In [1]:
import pandas as pd
import ast
import matplotlib.pyplot as plt
import numpy as np

In [None]:
lang_df = pd.read_csv('../data/language_vote_details.csv', low_memory=False)
df = pd.read_csv('../data/cleaned2.csv', low_memory=False)
ranks = pd.read_csv('../data/boardgames_ranks.csv', low_memory=False)

df['categories'] = df['categories']\
    .apply(lambda x: ast.literal_eval(x))
df['mechanics'] = df['mechanics']\
    .apply(lambda x: ast.literal_eval(x))

In [None]:
ranks.rename(columns={"id":"@id"}, inplace = True)
lang_df.rename(columns={"Language Dependency": "lang"}, inplace = True)

df.head(1)

# **Analyses of Language Dependencies for Boardgames**

**Objective:** 

Assessment of boardgames available on Boardgame Geek API (BGG) to determine trends concerning language dependencies for game categories, game mechanics and rankings.

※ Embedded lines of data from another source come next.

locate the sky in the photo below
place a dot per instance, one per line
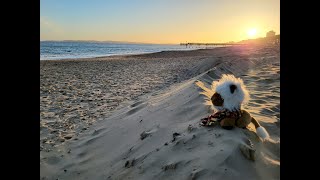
(158, 21)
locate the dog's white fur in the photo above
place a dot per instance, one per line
(232, 101)
(262, 133)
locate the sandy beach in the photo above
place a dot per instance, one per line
(137, 116)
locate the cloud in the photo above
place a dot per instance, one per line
(49, 28)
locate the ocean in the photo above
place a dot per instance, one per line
(55, 50)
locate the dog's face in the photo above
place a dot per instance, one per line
(217, 99)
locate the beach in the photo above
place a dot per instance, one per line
(137, 116)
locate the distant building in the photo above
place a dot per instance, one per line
(271, 34)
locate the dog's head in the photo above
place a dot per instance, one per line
(228, 93)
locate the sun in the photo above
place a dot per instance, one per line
(252, 33)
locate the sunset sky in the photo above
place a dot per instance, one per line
(158, 21)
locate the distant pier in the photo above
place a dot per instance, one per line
(212, 44)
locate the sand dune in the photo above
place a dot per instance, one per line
(157, 136)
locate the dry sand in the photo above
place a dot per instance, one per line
(137, 117)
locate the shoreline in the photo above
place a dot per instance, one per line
(88, 107)
(125, 55)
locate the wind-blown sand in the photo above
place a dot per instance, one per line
(137, 117)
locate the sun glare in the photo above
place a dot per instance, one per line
(252, 33)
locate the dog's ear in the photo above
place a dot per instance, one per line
(233, 88)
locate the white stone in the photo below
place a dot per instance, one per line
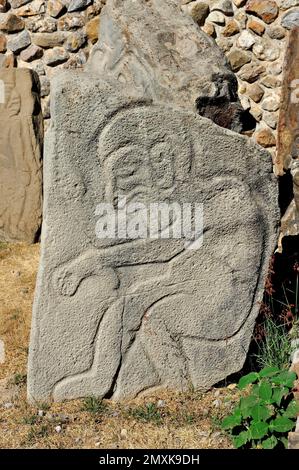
(271, 103)
(225, 6)
(271, 119)
(246, 40)
(217, 17)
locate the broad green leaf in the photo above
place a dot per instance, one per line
(285, 378)
(231, 421)
(265, 391)
(246, 405)
(284, 441)
(260, 412)
(247, 380)
(268, 371)
(241, 439)
(292, 410)
(255, 390)
(278, 394)
(270, 443)
(282, 424)
(258, 429)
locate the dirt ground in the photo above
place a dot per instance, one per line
(165, 420)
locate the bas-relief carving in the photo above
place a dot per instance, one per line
(145, 169)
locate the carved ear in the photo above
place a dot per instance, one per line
(14, 104)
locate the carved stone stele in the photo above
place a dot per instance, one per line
(119, 316)
(21, 135)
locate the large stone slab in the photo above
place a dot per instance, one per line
(21, 135)
(158, 52)
(114, 318)
(121, 316)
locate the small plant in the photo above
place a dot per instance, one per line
(149, 412)
(19, 379)
(276, 348)
(94, 405)
(32, 419)
(267, 413)
(37, 433)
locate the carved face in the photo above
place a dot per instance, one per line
(140, 160)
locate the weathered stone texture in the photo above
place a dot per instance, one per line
(165, 64)
(20, 156)
(116, 318)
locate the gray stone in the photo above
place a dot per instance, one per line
(18, 3)
(31, 53)
(120, 316)
(266, 50)
(246, 40)
(237, 58)
(291, 19)
(49, 40)
(271, 103)
(44, 86)
(174, 61)
(75, 41)
(2, 352)
(55, 56)
(20, 156)
(19, 42)
(76, 5)
(276, 32)
(251, 72)
(151, 316)
(286, 4)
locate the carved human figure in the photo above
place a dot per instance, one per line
(145, 166)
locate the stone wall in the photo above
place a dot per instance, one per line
(253, 35)
(47, 35)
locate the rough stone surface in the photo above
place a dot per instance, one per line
(19, 42)
(92, 29)
(3, 43)
(256, 26)
(152, 318)
(246, 40)
(56, 56)
(231, 28)
(291, 19)
(20, 156)
(287, 157)
(48, 40)
(3, 6)
(267, 10)
(78, 5)
(55, 8)
(18, 3)
(206, 85)
(31, 53)
(238, 58)
(266, 138)
(251, 72)
(11, 24)
(255, 92)
(199, 13)
(2, 352)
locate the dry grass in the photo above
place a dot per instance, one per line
(166, 420)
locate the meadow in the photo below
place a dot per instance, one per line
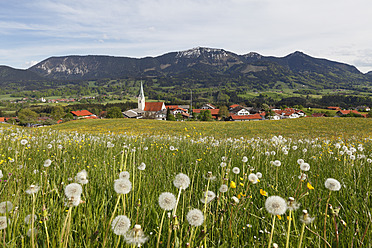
(100, 184)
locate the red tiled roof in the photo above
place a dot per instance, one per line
(234, 105)
(247, 117)
(81, 113)
(213, 111)
(171, 106)
(153, 106)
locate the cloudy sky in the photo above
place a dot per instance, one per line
(33, 30)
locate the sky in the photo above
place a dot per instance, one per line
(34, 30)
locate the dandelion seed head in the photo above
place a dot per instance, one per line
(276, 205)
(236, 170)
(124, 175)
(304, 166)
(73, 189)
(332, 184)
(195, 217)
(122, 186)
(181, 181)
(120, 225)
(253, 178)
(167, 201)
(224, 188)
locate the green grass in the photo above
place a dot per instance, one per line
(333, 147)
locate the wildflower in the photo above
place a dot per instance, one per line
(292, 204)
(120, 225)
(33, 189)
(6, 207)
(136, 236)
(142, 166)
(208, 197)
(167, 201)
(253, 178)
(28, 219)
(236, 170)
(224, 188)
(124, 175)
(235, 199)
(73, 189)
(332, 184)
(232, 184)
(181, 181)
(81, 177)
(3, 222)
(263, 192)
(47, 163)
(122, 186)
(305, 218)
(195, 217)
(276, 205)
(277, 163)
(305, 167)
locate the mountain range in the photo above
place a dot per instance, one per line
(203, 65)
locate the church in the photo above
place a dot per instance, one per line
(147, 110)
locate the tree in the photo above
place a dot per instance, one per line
(57, 112)
(27, 116)
(114, 112)
(223, 112)
(170, 116)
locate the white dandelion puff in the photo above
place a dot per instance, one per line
(305, 167)
(236, 170)
(81, 177)
(276, 205)
(181, 181)
(195, 217)
(124, 175)
(122, 186)
(224, 188)
(253, 178)
(136, 236)
(167, 201)
(73, 189)
(120, 225)
(332, 184)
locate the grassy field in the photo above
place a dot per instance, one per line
(124, 166)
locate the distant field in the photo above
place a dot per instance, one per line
(303, 127)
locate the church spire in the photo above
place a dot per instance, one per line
(141, 99)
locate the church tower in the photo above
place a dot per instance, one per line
(141, 99)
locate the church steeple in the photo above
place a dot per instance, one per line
(141, 99)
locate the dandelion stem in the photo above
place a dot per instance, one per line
(325, 218)
(289, 228)
(272, 232)
(161, 226)
(112, 217)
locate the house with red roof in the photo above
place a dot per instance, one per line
(83, 114)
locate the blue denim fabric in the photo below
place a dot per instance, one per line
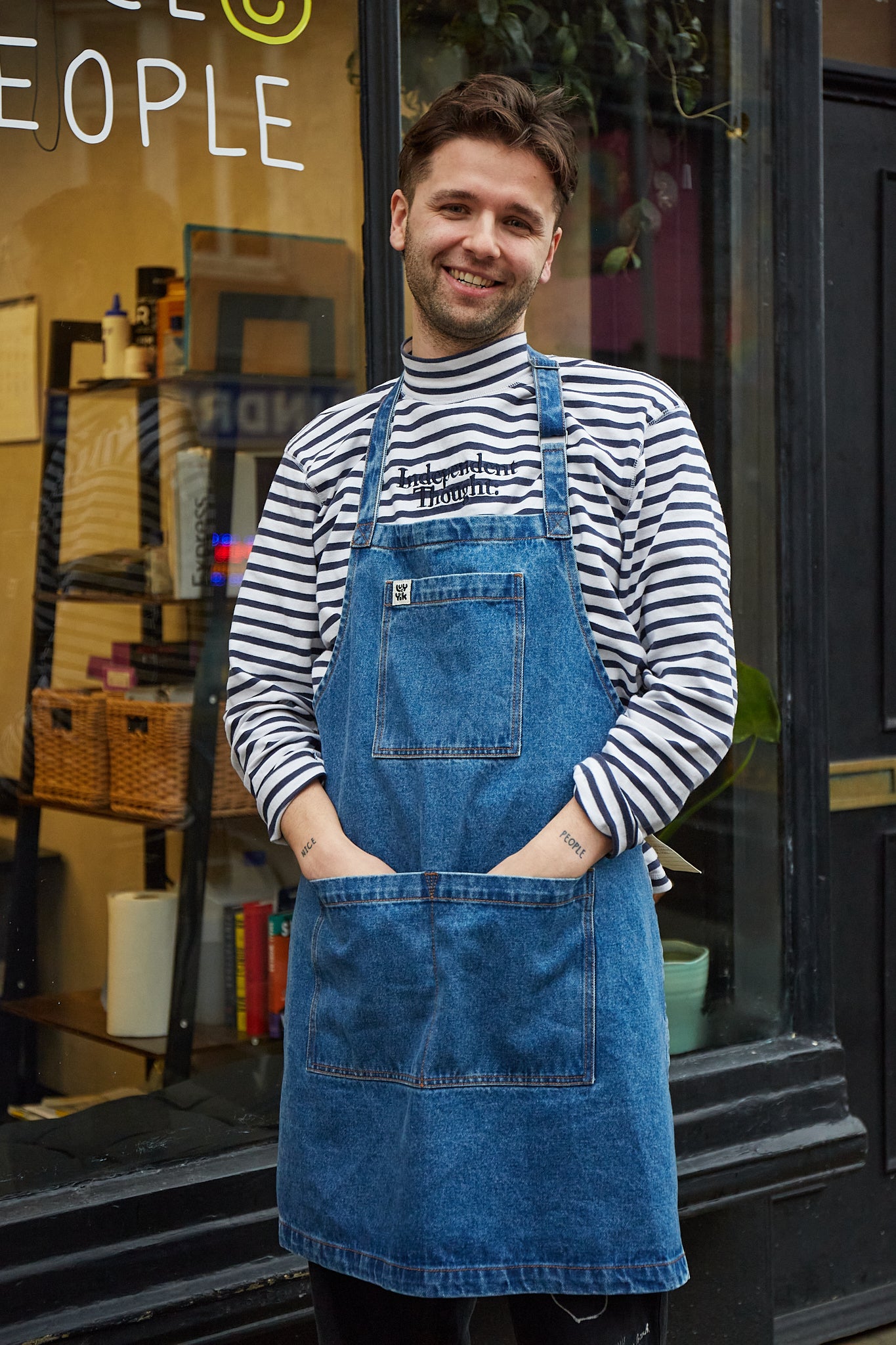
(476, 1094)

Following sections prepare the relevant data and plot trends.

## **Part 1: Metrics for Game Titles, Rankings, and Language Dependencies**

### **1A. Data Prep**

In [None]:
# Data prep. Creating df containing columns for id, name, year, language, ranks 

merge_df = pd.merge(df[["@id", "name" , "year"]], ranks[["@id","rank"]], on = "@id", how = "inner")
games_df = pd.merge(merge_df, lang_df[["@id","lang"]], on = "@id", how = "inner")   

games = games_df.copy()
games.dropna(inplace = True)
display(games.head(2))

In [None]:
# bin by decade
bins = [1960, 1970, 1980, 1990, 2000, 2010, 2020, 2030]
labels = ["1960s", "1970s", "1980s", "1990s", "2000s", "2010s", "2020s"]
games["decade"] = pd.cut(games["year"], bins = bins, labels = labels, right = False)


#display df output and some ranking info
no_rank = (games["rank"] != 0).sum()
display(games.head())
print(f"Number of games that have rankings: {no_rank}")
print(f"Lowest game ranking is: {games['rank'].max()}")

In [None]:
# add columns for grouped game ranks (e.g. games ranked 1 - 100, games ranked 101-500, etc)

def rank_groups(value, label):
    if value == "":
        return pd.NA
    value = int(value)
    
    if label == grouped_rankings[0] and value <= 100:
        return "True"
    elif label == grouped_rankings[1] and value >= 101 and value <= 500:
        return "True"
    elif label == grouped_rankings[2] and value >= 501 and value <= 1000:
        return "True"
    elif label == grouped_rankings[3] and value >= 1001 and value <= 2500:
        return "True"
    elif label == grouped_rankings[4] and value >= 2501 and value <= 4999:
        return "True"
    elif label == grouped_rankings[5] and value > 5000:
        return "True"
    else:
        return pd.NA

grouped_rankings = ["1 - 100", "101-500","501 - 1000", "1001 - 2500", "2501 - 4999", "5000+"]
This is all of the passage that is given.